In the midst of this stampede, the Newsboy Legion is reunited, but CaveJimmy spots Simyan and Mokkari trying to shut the titanium doors to their little bunker, but he leaps in and blocks the door with an iron bar (showing remarkable presence of mind for a rampaging brute). He then proceeds to lay out some serious payback on the dudes who have been tampering with his DNA.

Actually, this whole comic is a brilliant example of Kirby doing what he does best—it’s just non-stop chaos, destruction, and hairbreadth escapes from about the moment the Whiz Wagon bursts in. Things get crazier and more tense, until they climax with Jimmy’s rampage:



Until the second-last page is literally nothing but a series of explosions. Brigadoom is, needless to say, done for—and the Newsboys and Jimmy have to scramble to escape not only the blast that takes out the entire compound, but the potential for being trapped as microscopic beings forever. Remember, Brigadoom is actually really tiny, and to get in you have to pass through a shrink ray—but once Brigadoom goes up, the reverse grow-ray that people pass through to leave goes with it. Needless to say, Jimmy and the Newsboys make it out by a whisker, and the last page shows the aftermath of the destruction: Jimmy passed out in a quiet dale, the Whiz Wagon planted nose-first in the hillside, and a tiny crater where the Evil Factory once resided.

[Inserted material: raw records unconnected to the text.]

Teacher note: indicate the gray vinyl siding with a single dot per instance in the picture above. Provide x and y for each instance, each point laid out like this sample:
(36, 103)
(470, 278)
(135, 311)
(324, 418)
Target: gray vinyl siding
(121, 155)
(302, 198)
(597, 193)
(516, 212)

I gotta say—apart from the interesting subtext of his first few issues, this is probably the highlight of Kirby’s run on Jimmy Olsen, accomplishing much more successfully what he tried to do with “The Big Boom” back in #138. At least part of the reason it works better here is that there actually IS a “Big Boom” at the end, but it’s also the conclusion of the main plot running through the series, which lends it a satisfying finality. After this, Kirby gets to toy with a storyline that he hinted at earlier, and which he wanted to make the focus of his run on the book, which probably would have made everything more interesting. Certainly, given that the book was cancelled a few issues later, you’d think Kirby had a better idea of what he was doing. It’s too bad this couldn’t be the end—it would have let him go out with a bang instead of a whimper.